OpenI
/
graphkit-learn

README for dataset NCI1


=== Usage ===

This folder contains the following comma separated text files 
(replace DS by the name of the dataset):

n = total number of nodes
m = total number of edges
N = number of graphs

(1) 	DS_A.txt (m lines) 
	sparse (block diagonal) adjacency matrix for all graphs,
	each line corresponds to (row, col) resp. (node_id, node_id)

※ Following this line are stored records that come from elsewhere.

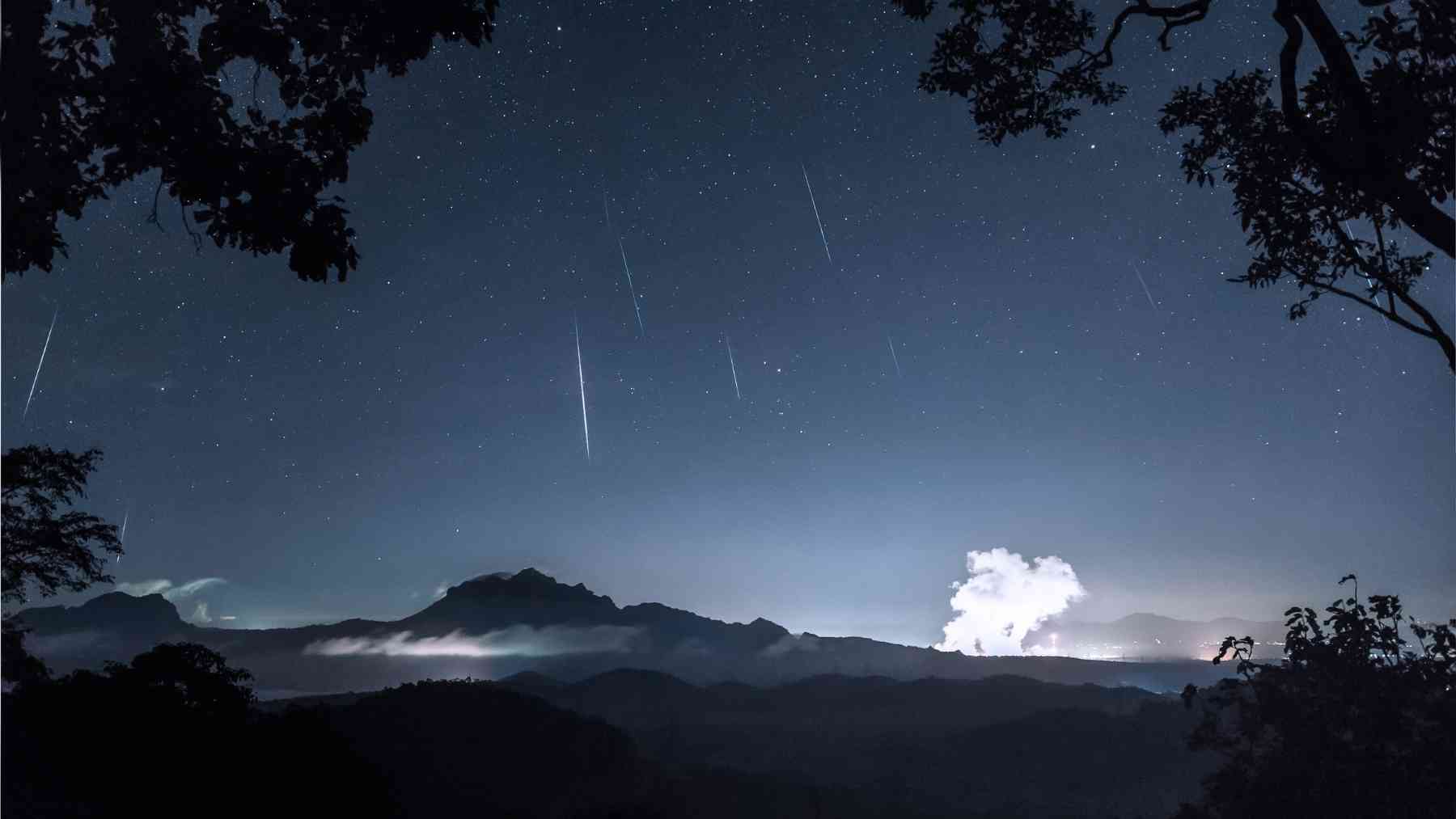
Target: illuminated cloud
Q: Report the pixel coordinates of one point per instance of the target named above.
(793, 644)
(165, 588)
(516, 640)
(1005, 598)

(2) 	DS_graph_indicator.txt (n lines)
	column vector of graph identifiers for all nodes of all graphs,
	the value in the i-th line is the graph_id of the node with node_id i

(3) 	DS_graph_labels.txt (N lines) 
	class labels for all graphs in the dataset,
	the value in the i-th line is the class label of the graph with graph_id i

(4) 	DS_node_labels.txt (n lines)
	column vector of node labels,
	the value in the i-th line corresponds to the node with node_id i

There are OPTIONAL files if the respective information is available:

(5) 	DS_edge_labels.txt (m lines; same size as DS_A_sparse.txt)
	labels for the edges in DS_A_sparse.txt 

(6) 	DS_edge_attributes.txt (m lines; same size as DS_A.txt)
	attributes for the edges in DS_A.txt 

(7) 	DS_node_attributes.txt (n lines) 
	matrix of node attributes,
	the comma seperated values in the i-th line is the attribute vector of the node with node_id i

(8) 	DS_graph_attributes.txt (N lines) 
	regression values for all graphs in the dataset,
	the value in the i-th line is the attribute of the graph with graph_id i


=== Description ===

NCI1 and NCI109 represent two balanced subsets of datasets of chemical compounds screened 
for activity against non-small cell lung cancer and ovarian cancer cell lines respectively
(Wale and Karypis (2006) and http://pubchem.ncbi.nlm.nih.gov). 


=== Previous Use of the Dataset ===

Neumann, M., Garnett R., Bauckhage Ch., Kersting K.: Propagation Kernels: Efficient Graph 
Kernels from Propagated Information. Under review at MLJ.

Neumann, M., Patricia, N., Garnett, R., Kersting, K.: Efficient Graph Kernels by 
Randomization. In: P.A. Flach, T.D. Bie, N. Cristianini (eds.) ECML/PKDD, Notes in 
Computer Science, vol. 7523, pp. 378-393. Springer (2012).

Shervashidze, N., Schweitzer, P., van Leeuwen, E., Mehlhorn, K., Borgwardt, K.:
Weisfeiler-Lehman Graph Kernels. Journal of Machine Learning Research 12, 2539-2561 (2011)


=== References ===

N. Wale and G. Karypis. Comparison of descriptor spaces for chemical compound retrieval and 
classification. In Proc. of ICDM, pages 678–689, Hong Kong, 2006.